学生時代に東京での一人暮らしを始めた僕は、すねかじりであるにもかかわらず常にお金に窮していた。仕送りまでのあと一週間を、百円で過ごさなければならないなんてことはざらにあり、当時35円で買えたマルシンハンバーグとご飯という組み合わせもしょっちゅうであった。ところが本の影響であるかどういう理由からか、玄米を炊くようになっていった。阿佐ヶ谷でも国立でも、近くに自然食品屋さんがあったことが大きな要因であったかもしれない。
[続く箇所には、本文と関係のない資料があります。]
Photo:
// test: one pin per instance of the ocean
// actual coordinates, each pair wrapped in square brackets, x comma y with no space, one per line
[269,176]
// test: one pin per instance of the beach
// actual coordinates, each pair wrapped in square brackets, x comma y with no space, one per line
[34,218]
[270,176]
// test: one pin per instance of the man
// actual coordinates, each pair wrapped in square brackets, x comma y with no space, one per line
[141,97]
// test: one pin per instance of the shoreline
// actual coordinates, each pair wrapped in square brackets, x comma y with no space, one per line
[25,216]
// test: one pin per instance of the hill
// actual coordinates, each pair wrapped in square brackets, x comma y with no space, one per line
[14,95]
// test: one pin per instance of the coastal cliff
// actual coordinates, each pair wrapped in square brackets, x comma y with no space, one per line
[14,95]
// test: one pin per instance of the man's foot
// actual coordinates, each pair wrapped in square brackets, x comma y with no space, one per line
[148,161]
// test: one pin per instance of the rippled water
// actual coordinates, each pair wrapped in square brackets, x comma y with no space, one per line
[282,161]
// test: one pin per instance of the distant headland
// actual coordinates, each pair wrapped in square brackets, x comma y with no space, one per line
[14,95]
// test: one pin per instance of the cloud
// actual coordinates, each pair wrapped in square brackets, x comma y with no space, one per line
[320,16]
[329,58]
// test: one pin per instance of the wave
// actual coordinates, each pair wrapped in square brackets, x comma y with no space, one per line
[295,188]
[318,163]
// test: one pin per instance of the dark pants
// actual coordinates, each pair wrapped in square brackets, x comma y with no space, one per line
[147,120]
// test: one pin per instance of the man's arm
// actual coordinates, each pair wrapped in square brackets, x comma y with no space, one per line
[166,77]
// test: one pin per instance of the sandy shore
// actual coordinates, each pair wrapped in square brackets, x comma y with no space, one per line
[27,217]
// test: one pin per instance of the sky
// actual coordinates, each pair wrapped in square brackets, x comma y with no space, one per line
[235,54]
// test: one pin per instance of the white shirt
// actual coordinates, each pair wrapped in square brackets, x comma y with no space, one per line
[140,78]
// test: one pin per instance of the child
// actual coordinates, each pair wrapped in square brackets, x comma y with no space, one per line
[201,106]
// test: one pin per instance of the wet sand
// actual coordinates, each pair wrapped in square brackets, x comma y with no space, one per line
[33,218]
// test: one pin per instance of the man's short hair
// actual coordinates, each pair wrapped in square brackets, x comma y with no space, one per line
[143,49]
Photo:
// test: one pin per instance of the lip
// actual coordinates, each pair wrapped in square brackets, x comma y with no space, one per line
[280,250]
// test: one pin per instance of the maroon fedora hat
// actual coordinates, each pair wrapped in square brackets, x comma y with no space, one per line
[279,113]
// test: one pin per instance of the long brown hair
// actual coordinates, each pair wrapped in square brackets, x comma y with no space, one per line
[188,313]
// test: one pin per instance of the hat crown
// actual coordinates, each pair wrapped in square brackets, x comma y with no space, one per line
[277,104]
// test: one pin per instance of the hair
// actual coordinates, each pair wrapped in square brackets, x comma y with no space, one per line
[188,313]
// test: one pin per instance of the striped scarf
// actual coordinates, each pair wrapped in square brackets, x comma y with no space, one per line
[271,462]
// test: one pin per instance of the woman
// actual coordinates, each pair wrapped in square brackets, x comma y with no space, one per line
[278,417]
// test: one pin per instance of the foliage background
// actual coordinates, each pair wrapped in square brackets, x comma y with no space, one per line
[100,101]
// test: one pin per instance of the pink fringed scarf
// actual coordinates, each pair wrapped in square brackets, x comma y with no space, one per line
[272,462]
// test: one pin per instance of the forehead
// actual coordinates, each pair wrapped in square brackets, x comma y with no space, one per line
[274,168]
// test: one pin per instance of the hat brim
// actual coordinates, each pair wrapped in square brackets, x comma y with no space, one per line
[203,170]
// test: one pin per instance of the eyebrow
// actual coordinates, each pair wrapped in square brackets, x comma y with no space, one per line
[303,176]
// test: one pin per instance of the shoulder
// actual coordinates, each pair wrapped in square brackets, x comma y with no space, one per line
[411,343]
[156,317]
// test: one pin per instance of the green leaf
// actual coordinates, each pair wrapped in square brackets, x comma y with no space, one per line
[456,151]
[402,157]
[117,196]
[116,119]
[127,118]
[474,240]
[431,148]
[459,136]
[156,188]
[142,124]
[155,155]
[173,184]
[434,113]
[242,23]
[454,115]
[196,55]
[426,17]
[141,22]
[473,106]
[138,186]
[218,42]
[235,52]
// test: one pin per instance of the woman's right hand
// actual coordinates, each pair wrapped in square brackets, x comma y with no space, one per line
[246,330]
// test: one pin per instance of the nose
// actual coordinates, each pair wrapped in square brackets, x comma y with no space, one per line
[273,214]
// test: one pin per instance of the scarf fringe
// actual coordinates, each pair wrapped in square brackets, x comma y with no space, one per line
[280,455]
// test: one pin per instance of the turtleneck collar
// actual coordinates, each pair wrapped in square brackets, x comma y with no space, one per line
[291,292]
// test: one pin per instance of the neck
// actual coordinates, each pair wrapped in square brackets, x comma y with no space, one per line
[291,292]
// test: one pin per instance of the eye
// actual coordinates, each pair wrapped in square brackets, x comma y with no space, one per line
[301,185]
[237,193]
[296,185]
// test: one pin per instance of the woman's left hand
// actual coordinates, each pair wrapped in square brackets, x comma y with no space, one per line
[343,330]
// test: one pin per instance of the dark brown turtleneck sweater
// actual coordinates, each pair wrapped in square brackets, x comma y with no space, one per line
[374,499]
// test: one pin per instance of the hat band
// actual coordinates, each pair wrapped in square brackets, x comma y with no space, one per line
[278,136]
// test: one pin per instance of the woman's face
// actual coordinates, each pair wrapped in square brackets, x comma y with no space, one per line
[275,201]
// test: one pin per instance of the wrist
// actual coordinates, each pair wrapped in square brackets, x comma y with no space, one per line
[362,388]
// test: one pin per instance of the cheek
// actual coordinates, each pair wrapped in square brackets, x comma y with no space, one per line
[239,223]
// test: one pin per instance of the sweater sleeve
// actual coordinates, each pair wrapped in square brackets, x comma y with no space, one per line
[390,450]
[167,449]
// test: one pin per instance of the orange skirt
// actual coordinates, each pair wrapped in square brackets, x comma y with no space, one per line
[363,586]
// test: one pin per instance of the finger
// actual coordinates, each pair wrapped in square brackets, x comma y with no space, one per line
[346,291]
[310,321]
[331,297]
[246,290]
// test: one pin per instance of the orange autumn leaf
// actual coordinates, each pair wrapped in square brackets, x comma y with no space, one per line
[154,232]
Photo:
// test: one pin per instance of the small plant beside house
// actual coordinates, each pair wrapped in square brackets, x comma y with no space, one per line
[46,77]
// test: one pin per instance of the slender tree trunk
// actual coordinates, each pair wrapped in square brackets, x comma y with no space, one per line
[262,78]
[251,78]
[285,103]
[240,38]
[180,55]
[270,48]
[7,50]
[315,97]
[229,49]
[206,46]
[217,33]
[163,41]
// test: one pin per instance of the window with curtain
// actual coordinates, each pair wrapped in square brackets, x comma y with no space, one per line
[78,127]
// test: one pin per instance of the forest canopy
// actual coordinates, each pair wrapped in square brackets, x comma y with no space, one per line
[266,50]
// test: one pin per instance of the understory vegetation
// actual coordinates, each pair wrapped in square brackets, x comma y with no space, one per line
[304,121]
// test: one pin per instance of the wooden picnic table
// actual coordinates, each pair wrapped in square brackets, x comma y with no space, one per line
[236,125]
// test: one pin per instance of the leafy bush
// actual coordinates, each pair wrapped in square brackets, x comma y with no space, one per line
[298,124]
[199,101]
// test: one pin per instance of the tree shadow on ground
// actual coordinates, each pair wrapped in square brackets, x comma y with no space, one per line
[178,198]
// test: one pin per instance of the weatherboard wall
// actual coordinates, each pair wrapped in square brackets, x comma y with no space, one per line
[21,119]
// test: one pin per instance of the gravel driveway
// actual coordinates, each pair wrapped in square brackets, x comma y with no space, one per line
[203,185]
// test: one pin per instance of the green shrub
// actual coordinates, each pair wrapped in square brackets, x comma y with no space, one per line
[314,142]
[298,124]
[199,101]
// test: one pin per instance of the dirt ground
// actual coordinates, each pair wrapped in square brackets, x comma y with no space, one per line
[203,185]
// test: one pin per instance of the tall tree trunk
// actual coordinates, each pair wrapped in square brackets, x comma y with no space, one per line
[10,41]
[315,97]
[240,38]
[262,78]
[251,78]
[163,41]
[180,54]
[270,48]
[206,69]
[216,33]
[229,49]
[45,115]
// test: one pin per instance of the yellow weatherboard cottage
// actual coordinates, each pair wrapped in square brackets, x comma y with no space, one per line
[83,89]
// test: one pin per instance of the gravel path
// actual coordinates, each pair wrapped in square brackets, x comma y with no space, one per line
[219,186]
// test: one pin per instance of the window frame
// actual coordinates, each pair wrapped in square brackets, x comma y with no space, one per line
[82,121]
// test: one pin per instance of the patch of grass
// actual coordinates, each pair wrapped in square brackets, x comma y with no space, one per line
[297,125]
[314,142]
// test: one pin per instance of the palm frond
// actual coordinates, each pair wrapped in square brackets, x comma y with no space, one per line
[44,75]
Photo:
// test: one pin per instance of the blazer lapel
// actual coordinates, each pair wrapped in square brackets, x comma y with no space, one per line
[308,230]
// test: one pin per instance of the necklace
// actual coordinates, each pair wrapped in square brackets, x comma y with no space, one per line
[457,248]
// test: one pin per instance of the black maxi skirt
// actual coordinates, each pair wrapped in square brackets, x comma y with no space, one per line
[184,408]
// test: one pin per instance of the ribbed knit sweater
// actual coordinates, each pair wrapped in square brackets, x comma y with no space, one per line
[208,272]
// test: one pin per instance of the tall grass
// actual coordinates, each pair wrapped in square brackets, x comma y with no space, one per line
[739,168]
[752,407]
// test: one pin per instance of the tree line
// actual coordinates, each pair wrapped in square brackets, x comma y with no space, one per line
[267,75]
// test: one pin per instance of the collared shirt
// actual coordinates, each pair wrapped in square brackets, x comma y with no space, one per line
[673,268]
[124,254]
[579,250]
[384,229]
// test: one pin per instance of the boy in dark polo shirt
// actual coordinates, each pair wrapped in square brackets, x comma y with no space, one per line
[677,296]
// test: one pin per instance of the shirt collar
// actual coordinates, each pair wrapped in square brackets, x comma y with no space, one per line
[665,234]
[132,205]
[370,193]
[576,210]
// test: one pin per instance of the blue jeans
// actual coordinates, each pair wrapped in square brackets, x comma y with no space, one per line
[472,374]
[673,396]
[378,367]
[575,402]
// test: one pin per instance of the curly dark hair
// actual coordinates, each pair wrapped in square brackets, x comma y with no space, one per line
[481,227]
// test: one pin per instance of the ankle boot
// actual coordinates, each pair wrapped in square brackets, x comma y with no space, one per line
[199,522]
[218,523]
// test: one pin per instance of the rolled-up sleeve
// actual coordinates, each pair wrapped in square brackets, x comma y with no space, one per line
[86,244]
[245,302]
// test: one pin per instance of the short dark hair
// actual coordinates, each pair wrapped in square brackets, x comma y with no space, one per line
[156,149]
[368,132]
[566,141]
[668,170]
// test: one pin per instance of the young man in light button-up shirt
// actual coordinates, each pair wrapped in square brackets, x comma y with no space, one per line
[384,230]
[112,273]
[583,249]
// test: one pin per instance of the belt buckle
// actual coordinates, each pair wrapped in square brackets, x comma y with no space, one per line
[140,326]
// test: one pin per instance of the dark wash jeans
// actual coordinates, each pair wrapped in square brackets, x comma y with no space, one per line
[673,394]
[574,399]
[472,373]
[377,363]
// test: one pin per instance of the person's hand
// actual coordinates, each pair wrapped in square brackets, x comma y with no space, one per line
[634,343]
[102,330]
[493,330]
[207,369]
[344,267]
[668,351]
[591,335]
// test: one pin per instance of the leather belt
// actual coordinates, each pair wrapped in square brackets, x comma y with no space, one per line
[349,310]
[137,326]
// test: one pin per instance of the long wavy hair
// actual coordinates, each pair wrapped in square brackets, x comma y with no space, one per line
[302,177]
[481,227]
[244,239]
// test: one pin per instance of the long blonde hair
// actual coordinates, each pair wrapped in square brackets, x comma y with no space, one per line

お金が無いのに、アルバイト料をもらうと、自然食品屋さんに行って買出しをする二十代であった。音楽一辺倒の生活から百姓生活に転じた根っこには、貧窮を味わっていたがゆえの「人間はパンのみで生きているわけではないが、やはり食べなければ生きていけない」という現実を思い知らされていたということがある。
農中心の生活では、野性味のある野菜をたっぷりと食べられる。ビニールハウスを使っていなければ、お日様も風も雨もすべてたっぷりと含んだ野性味を堪能できるのである。そうすると、素の味が素晴らしいことも野性味が教えてくれる。素の味の正反対に位置するものが味の素ということになると言うと、皮肉が強すぎるだろうか?素の味の素晴らしさは、添加物や化学調味料を寄せ付けないくらいのものである。合わないといったほうが語弊が無いかもしれない。だから、鰹節や昆布、出し煮干、椎茸などの天然の出しとよく合うのだ。それが自然の流れというものだろう。味噌だって、普通に大豆と糀(種類はいろいろあるが)と塩で出来たものがおいしい。妙なものを入れてお金儲けをしよう、というようなものに素の味はあわない。そして、こうしたものを毎日食べていたなら、味覚は維持されるどころか、研ぎ澄まされていくに違いない、と妄想するのも案外間違いではないかもしれないと思うのである。
今朝もいつものとおり味噌汁の用意をしたが、昨日は八十九歳の祖母がしまっておいた古い鰹節を使ってみた。鰹節で味が変わることを発見することもまた味覚の進化ではあるまいか?